Tray Embedded / Troubleshooting / Error Handling

Error Handling

Note that this page is for Tray Embedded customers. If you are not an Embedded customer please see the Error Handling guide for the main Tray Platform

Available methods

Different stakeholders need to be taken into consideration for debugging/ troubleshooting Embedded solution instances - integration builders, customer support, and the client themselves. Tray.io has several features available allowing integration notifications or errors to be surfaced to these stakeholders:

The combination of which features are used will ultimately depend on the following:

  • What triggers do your solution workflows use?

  • Who's going to be receiving & handling execution errors?

  • Does each solution require different error handling, or do error notifications need to include execution context from an external system?

  • Does the workflow execute & respond synchronously or asynchronously? For instance if a solution instance is executed by sending a webhook request to Tray.io, does the calling app expect to receive an immediate response and then poll for updates, or does it expect the full execution information to be returned in the call?

  • Do you have a log ingestion tool (such as Datadog)?

Decision process charts

The following process charts can show how you can take these factors into consideration when scoping your implementation.

Webhook-triggered workflows

Service or scheduled trigger workflows

Example implementations

1 - Realtime service-triggered solution instance workflows (partner's support team handle errors)

e.g. listen to incoming lead events from Salesforce. As the partner's support team will be handling all errors on behalf of customers, they can use Alert / Solution Alert triggers to send a message to their support team for follow up.


2 - Realtime service-triggered solution instance workflows (partner's End Users self-serve errors)

e.g. listen to incoming lead events from Salesforce. As the partner wants their customer to self-service errors, they will likely need to store execution / error logs on their end to then surface to the customer.

If the customer has a log ingestion tool, such as Datadog, they can leverage Log streaming to ingest all errors.

If not, the customer can leverage Alert / Partner Alert triggers along with a Database or queue connector to send logs to their system.


3 - Solution instance workflows triggered from partner's app (webhook trigger), execution is synchronous, partner's End Users self-serve errors

In this case the partner's application will send event payloads to Tray.io for each solution instance execution,

This allows realtime syncs or data fetches.
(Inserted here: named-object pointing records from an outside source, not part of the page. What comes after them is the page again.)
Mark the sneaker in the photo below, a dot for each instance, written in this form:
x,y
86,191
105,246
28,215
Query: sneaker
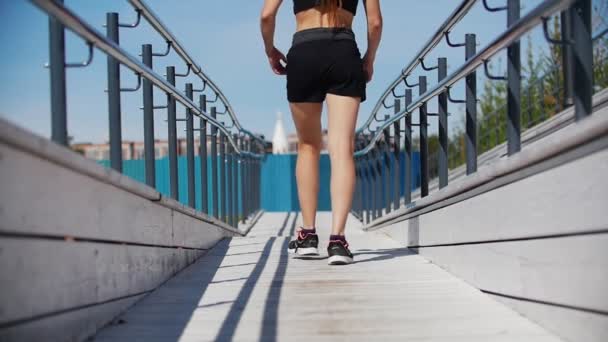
x,y
338,253
305,244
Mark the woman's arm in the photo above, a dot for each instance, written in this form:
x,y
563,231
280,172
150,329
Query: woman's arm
x,y
374,33
267,23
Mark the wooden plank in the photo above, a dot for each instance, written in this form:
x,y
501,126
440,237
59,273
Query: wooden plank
x,y
569,271
77,325
39,197
45,276
566,199
581,326
191,232
257,292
As the application is waiting for the workflow to execute and return a response, step-level error handling can be used to handle errors and send a customised message to the calling application.


4 - Solution instance workflows triggered from partner's app (webhook trigger), execution is asynchronous, partner's End Users self-serve errors

In this case the partner's application will also send event payloads to Tray.io for each solution instance execution, allowing realtime syncs or data fetches.
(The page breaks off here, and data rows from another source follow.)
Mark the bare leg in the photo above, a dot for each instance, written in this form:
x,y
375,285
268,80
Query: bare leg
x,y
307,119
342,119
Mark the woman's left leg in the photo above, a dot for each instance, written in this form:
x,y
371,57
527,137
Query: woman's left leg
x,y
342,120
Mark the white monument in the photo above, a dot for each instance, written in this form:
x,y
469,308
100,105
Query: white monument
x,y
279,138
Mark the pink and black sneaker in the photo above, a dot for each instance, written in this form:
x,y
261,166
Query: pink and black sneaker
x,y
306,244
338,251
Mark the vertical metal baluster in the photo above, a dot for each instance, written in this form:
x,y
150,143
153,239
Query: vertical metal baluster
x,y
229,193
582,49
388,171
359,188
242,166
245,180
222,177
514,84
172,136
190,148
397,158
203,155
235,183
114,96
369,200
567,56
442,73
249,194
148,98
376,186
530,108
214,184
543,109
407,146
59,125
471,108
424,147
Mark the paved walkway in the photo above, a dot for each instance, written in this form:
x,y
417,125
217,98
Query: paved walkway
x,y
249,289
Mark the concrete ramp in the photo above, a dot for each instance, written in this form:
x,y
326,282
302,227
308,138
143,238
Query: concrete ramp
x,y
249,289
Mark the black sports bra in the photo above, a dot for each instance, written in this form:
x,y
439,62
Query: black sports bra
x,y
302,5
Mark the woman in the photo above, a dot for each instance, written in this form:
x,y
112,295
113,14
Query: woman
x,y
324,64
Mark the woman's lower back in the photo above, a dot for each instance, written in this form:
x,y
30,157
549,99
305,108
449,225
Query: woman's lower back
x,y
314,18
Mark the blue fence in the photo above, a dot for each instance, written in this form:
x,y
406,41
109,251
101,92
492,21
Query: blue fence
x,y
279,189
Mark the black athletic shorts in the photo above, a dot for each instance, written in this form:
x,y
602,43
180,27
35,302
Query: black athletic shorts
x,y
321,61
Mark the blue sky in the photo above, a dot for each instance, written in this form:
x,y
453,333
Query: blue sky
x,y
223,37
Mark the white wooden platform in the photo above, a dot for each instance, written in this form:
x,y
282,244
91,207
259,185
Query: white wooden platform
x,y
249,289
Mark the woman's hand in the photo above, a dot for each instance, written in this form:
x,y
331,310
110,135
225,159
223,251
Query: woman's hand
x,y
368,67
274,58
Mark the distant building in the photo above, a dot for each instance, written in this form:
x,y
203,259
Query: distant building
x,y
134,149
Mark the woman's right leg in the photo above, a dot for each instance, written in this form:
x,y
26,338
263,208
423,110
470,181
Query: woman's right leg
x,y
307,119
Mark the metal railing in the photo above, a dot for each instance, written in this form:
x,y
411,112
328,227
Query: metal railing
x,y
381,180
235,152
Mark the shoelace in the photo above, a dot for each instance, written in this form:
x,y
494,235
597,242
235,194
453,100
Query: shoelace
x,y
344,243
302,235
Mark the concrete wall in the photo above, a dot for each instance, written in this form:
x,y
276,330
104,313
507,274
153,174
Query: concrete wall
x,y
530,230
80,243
However, the application expects an instance response just to confirm that the webhook has been received by Tray.io.

It then likely polls an endpoint, awaits logs or polls a file bucket to check when the execution has finished.

In this scenario, a service connector with the partner's static auth will likely be used in solution instances to send success / error payloads to an external service.
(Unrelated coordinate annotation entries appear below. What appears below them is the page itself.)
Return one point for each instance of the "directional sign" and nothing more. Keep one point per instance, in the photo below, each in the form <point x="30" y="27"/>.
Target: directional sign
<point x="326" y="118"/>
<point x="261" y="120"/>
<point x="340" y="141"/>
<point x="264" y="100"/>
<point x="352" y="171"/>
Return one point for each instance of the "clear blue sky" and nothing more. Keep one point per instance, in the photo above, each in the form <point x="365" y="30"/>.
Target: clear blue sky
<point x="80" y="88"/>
Errors can either be handled using workflow step-level error handling, or more scalably through a Solution Alert trigger.

A common approach to this is:

  1. Listening to an incoming request ID that is unique to each webhook event, using Data Storage to save this under a key containing the Tray.io execution ID,
  2. This can then be referenced to retrieve the original request ID inside the Alert trigger workflow.

Note on services failing

If a third party being used in your workflow is having network issues, this can cause your whole workflow to fail.

A best practice approach to consider here is to set your service connectors to use Manual error handling so that you can take immediate appropriate action should this be the case.

Please see the section in our main error handling docs for guidance on this.

Note on points of failure

You should be aware that setting up error handling systems within your workflow can add more points of failure. An example of this is when somebody might change the login credentials for the MySQL database you are using to store your status messages.